Bus

War mir klar. Du setzt dich selbstredend in Blickrichtung zu mir auf deinen Behindertensitzplatz. Der Bus ist leer, es gibt nur dich und mich. Und den Captain auf der Brücke. Da ist eine Wahl praktisch nicht vorhanden. Ich wusste das ja schon, bevor deine dümmliche Hütchenspielerfresse überhaupt das Vehikel enterte. Dein subhumanoider Gang, deine albernen Klamotten, dein gähnend leerer Gesichtsausdruck …, sie haben einen größeren Wortschatz, als du selbst ihn jemals besitzen wirst. Sprechen Bände! Wird man heute so geboren? Komplett schmerzfrei und ohne jede Spur gemeinverträglichen Verhaltens? Sitzt nicht nur nutzlos gegen die Fahrtrichtung, hallo?? Dein stumpfer stierender Blick brennt mir gleich ein Loch in den Frontallappen! Du merkst es nichtmal. Übrigens, dein Handy klingelt. Es klingelt schon die ganze Zeit …. Nee warte … es klingelt nicht … du hörst Musik …. DU HÖRST MUSIK?! Musik, die du selbstredend unaufhörlich, wie eine dir nachhängende Blähung, mit dir herumschleifst …. Schönen Dank auch! Herrlicher Odel quillt da aus dem Phon, das du zweifelsohne deiner arbeitslosen, delirierenden Mutter geklaut hast. Buben im Stimmbruch künden mit bemüht maskulinen Stimmen vom Überlebenskampf auf der Straße.
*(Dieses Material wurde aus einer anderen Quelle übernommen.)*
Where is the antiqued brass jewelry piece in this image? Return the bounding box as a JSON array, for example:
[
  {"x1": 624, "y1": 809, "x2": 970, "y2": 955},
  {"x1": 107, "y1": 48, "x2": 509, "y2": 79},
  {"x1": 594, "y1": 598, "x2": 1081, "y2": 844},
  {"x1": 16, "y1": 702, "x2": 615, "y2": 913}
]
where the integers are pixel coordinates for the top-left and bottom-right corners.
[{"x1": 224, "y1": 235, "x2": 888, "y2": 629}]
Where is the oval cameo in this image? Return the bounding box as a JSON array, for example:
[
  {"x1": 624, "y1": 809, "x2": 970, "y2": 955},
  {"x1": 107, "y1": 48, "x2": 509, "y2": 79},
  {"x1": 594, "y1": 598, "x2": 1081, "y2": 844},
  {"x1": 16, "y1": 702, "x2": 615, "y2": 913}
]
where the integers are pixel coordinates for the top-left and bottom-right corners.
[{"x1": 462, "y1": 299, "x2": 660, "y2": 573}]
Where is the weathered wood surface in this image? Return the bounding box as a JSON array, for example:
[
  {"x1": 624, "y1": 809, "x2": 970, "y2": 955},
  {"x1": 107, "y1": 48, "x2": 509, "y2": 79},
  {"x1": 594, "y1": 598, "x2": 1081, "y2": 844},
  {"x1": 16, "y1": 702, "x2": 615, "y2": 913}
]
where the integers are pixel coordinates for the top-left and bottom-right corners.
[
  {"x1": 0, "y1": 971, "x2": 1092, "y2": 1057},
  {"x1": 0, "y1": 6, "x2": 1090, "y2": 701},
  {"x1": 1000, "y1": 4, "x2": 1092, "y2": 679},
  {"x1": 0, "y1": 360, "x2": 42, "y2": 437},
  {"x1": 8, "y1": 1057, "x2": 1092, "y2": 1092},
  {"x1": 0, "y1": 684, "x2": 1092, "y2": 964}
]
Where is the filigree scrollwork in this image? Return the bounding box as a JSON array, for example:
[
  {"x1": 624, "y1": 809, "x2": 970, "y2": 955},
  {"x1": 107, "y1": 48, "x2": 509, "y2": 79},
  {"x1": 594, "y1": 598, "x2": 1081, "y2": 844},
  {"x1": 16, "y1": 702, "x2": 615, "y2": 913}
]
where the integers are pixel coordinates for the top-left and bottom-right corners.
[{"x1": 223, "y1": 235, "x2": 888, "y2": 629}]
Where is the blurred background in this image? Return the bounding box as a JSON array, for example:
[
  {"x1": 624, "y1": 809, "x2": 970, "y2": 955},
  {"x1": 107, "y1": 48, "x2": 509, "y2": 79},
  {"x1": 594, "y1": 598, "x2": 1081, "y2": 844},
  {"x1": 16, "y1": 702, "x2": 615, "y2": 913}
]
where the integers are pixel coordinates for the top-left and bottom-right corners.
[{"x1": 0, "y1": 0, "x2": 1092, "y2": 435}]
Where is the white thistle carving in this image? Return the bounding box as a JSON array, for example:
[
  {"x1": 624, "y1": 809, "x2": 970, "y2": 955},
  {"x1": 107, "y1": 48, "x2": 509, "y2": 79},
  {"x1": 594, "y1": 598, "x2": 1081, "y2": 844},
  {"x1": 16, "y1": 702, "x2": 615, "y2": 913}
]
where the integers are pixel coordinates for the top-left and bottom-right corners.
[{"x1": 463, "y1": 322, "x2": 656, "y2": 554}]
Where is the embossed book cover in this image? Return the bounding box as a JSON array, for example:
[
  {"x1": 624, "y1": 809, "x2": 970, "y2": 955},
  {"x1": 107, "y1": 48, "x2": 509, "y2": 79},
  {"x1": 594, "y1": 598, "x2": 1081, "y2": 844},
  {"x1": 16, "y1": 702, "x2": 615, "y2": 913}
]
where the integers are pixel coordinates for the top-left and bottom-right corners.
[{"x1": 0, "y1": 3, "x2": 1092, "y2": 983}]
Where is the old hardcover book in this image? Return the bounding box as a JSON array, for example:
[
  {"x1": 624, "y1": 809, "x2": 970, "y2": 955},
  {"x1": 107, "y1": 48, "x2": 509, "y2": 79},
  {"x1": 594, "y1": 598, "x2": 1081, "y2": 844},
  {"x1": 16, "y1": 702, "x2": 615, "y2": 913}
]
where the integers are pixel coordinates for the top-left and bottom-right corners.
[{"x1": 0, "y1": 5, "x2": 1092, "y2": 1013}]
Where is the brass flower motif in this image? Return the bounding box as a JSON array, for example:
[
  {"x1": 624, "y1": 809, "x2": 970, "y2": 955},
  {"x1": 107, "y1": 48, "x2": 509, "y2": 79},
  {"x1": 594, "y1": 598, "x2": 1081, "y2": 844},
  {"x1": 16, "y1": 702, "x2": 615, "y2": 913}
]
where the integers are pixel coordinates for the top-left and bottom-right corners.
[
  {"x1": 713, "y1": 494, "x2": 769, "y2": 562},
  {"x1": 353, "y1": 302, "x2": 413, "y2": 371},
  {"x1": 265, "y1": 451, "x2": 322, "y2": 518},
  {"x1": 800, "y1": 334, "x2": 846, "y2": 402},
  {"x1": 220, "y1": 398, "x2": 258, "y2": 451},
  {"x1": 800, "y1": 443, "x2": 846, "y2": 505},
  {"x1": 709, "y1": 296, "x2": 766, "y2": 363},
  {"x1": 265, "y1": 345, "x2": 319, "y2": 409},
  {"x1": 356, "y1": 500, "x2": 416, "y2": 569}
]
Und du bist einer von ihnen, ne? Außer dass du mit dem Bus zum Sozialamt fährst und nicht Drogen an Typen vercheckst, deren Mütter du angeblich fickst. Jetzt fängst du auch noch an mitzurappen und eine Art Ausdruckstanz aufzuführen. Weil du bist dir ja selbst genug. Tanzt nur für dich alleine. Wahrscheinlich erzählst du dir sogar Witze. Und lachst darüber. Obwohl du die Pointen nicht verstehst. Oder was bedeutet dein jüngstes debiles Grinsen? Du lachst wegen mir …?? Lachst mich aus …. Die Art wie du plötzlich Blickkontakt vermeidest entlarvt den Höhlenmenschen. Wäre ich zwanzig Jahre jünger und meine große Schwester, du lägst längst neben dem Bus im Dreck auf deinen herrenlosen Zähnen!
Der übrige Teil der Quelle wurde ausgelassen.